Like design thinking or innovation—both overused terms—creativity as a word may be a problem. Creativity suggests imagination, whole visions, and worlds. But many of the situations and solutions described in the book are closer to cleverness than creativity. The point may be that the innovative and creative are often not so brilliant or aesthetic. Many of the suggested creativity exercises end up turning a situation sideways to look at it from a new perspective.

The book’s voice slips from “we” to those of individual brothers in a slightly strange way. The pair wrote the book when David Kelley was fighting for his life against cancer, we are told in first few pages—jarringly, since the news comes amid the book’s upbeat, even jaunty graphics. Perhaps this is why it appears at times to be a summary of life lessons as much as a book on design. But that could be the point, since the argument of Creative Confidence is redefining creativity.

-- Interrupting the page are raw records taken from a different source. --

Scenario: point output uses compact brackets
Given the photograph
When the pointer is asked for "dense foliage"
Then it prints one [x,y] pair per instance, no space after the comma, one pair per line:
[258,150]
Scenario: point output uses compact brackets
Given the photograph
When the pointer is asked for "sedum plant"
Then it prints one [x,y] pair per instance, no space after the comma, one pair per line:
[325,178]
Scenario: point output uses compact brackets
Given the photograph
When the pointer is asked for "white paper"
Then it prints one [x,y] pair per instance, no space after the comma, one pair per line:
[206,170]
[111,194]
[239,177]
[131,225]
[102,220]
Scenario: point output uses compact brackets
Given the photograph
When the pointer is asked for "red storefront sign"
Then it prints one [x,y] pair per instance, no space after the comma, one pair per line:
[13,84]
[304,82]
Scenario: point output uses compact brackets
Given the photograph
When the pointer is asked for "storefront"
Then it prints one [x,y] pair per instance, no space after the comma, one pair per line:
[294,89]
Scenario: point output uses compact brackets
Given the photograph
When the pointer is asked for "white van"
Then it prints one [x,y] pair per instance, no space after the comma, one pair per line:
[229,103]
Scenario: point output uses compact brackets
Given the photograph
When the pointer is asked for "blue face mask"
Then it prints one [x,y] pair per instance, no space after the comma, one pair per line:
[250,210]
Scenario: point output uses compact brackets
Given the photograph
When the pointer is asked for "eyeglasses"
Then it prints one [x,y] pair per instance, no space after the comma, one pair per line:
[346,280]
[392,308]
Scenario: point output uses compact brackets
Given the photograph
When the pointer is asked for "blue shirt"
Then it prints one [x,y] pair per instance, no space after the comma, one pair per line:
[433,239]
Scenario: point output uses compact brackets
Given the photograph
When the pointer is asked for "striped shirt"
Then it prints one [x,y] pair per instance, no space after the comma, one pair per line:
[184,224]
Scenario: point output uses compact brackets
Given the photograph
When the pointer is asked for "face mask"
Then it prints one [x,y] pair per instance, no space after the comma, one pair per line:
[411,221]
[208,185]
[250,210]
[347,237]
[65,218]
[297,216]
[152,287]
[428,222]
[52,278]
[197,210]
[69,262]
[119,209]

The process by which news turns into history is a strange one: nothing ages faster than new technology, for instance. But the personal computer is making its transition to the area of history—the laptop, the PDA, the mobile phone all will follow soon. One recent part of the process is a new book from Hartmut Esslinger, the founder of frogdesign (“Frog”), the firm that worked with Apple Design in the 1980s. Esslinger’s book is an illustration of this process in action. (In a token of 1960s, counterculture informality, Esslinger insisted on spelling the name frogdesign, with a lowercase initial, which was undone by the firm’s later acquisition by a larger corporation.)

Esslinger emphasizes the idea of “strategic design” as a key business discipline. His other clients included Lufthansa, A.T.&T, Louis Vuitton, Sony, and SAP. The book also includes work with his students at the University of Applied Arts in Vienna.

Praise for Apple design has tended to focus on Jonathan Ive and his staff and ignore the longstanding, but quite different contributions of Esslinger and Bob Brunner. In a reminder of the company’s earliest days, Esslinger includes photos of “concept” products mocked up for Apple. These early Apple products suggest a wide level of experimentation. They include upright workstations, amazingly contemporary laptops, small computers (“Baby Mac”) and the “MacPhone,” a slate with stylus and telephone handset—attached with a cord.

In retrospect, the question that is clear and is the nature of Apple’s success was figuring out which technologies were mature enough for which designs. The stylus-driven screens, say, or integrated telephones or some of the cooler concepts were not commercially ready in the late 1980s.

There is a consistency in appearance to the concepts. Frog’s achievement was to bring to Apple the idea of a consistent corporate design language, as practiced by Sony and IBM (or Kodak for that matter.) Esslinger named his “Snow White.”

The language stipulated the regular use of color, gridded ventilation areas, and consistently radiused corners for all Apple products. Its name referred initially to seven Apple product lines—“dwarves”—that were to be designed but also perhaps an echo of the fairy-tale Snow White. Esslinger had been inspired by the design consistency of Sony and of Braun. But he saw the limits of pure, cold geometric modernism. Snow White evoked “Snow White’s coffin”—the famous nickname given to an iconic Braun radio/record player hi-fi unit.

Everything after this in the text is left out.